In 1998, Boss Number Two hired Liu and took the blueprints to Qingsui Machinery Manufacture Company, in Guangzhou, which custom-built the assembly line. Initially, the new Machine didn't work—nobody's memory is perfect, after all—but two months of adjustments solved the problems. Shangang Keji began producing bra rings, but then Liu found Boss Number Three, at a company called Jinde. Every time Liu jumped, he demanded money for his blueprints and expertise; some believe he made as much as $20,000.
Without knowing it, the man was following a path blazed by other societies that had also experienced sudden manufacturing booms. In 1810, a wealthy American named Francis Cabot Lowell traveled to England, where he used his connections to tour the world's premier textile mills. British law forbade the export of machinery or blueprints, but Lowell had an excellent memory. He returned to the United States, where, in the words of his business partner, he re-invented the Cartwright loom. Lowell became an American hero, with a Massachusetts factory town named in his honor.
Nearly two centuries later, Liu Hongwei's luck ran out when he tried to switch to Boss Number Four. According to a former co-worker, Number Three put a $12,000 bounty on Liu's head, and he fled. "I know that Jinde was looking for him, and they were angry," said Gu Hong, a Qingsui business manager who had helped custom-build the Machine. "He disappeared."
The industry, though, had already been changed. In the five years after Liu's reinvention, the bra-ring price dropped by 60 percent. Today, more than 20 Chinese companies manufacture the object, and the Machine is available to anybody with $65,000. Previously, all major manufacturers had been concentrated in the south, but now Boss Gao and Boss Wang hoped to be the first to make rings in Zhejiang.
On the day they tested the Machine, the temperature refused to budge, and the men took turns standing on the stepladder and dumping buckets of boiling water over the gas canisters. Half an hour later, steam filled the room, and they had discovered a new axiom: Pouring boiling water on natural gas canisters has no effect on the production of bra rings.

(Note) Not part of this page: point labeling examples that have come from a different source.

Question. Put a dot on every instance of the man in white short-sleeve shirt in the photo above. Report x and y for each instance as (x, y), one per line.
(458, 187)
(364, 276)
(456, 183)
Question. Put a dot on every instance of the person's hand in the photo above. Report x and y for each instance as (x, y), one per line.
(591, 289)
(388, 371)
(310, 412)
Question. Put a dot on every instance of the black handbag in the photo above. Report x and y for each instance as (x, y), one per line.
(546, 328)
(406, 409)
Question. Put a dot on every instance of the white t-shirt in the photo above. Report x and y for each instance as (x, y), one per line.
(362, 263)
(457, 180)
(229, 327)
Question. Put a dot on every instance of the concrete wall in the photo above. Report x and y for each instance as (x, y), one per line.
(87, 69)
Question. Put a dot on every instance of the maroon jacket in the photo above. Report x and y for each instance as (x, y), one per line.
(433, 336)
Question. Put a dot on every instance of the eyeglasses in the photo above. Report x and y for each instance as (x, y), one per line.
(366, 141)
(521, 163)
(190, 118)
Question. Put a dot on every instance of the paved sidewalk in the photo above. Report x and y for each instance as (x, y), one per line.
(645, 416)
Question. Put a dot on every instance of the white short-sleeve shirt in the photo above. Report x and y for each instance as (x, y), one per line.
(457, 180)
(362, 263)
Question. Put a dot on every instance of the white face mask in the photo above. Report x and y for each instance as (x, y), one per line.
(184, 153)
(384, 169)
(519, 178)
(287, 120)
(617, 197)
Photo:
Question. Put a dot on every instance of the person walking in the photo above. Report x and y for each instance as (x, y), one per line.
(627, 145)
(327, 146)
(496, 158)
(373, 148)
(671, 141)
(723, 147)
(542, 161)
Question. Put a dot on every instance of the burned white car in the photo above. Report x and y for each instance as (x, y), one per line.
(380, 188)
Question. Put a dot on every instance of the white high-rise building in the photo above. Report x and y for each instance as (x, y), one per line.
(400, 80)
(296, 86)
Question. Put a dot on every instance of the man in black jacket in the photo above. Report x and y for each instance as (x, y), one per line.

After four hours of testing, they gave up. In the end, Mechanic Luo disassembled the Machine, replaced a key part, and moved the burners closer to the assembly line. It took nearly two weeks. Some sections of the Machine had to be jury-rigged with plywood and string; they never reattached the melted handle. "The blueprints still aren't very good," Mechanic Luo explained. Years ago, he had worked alongside Liu Hongwei, and he said the same things about the technology thief that I heard from others. Liu was tall, devious, and from Sichuan Province. People speculated that Liu wasn't his real name, and they had never met his wife or child. Nobody had any idea where the man had gone.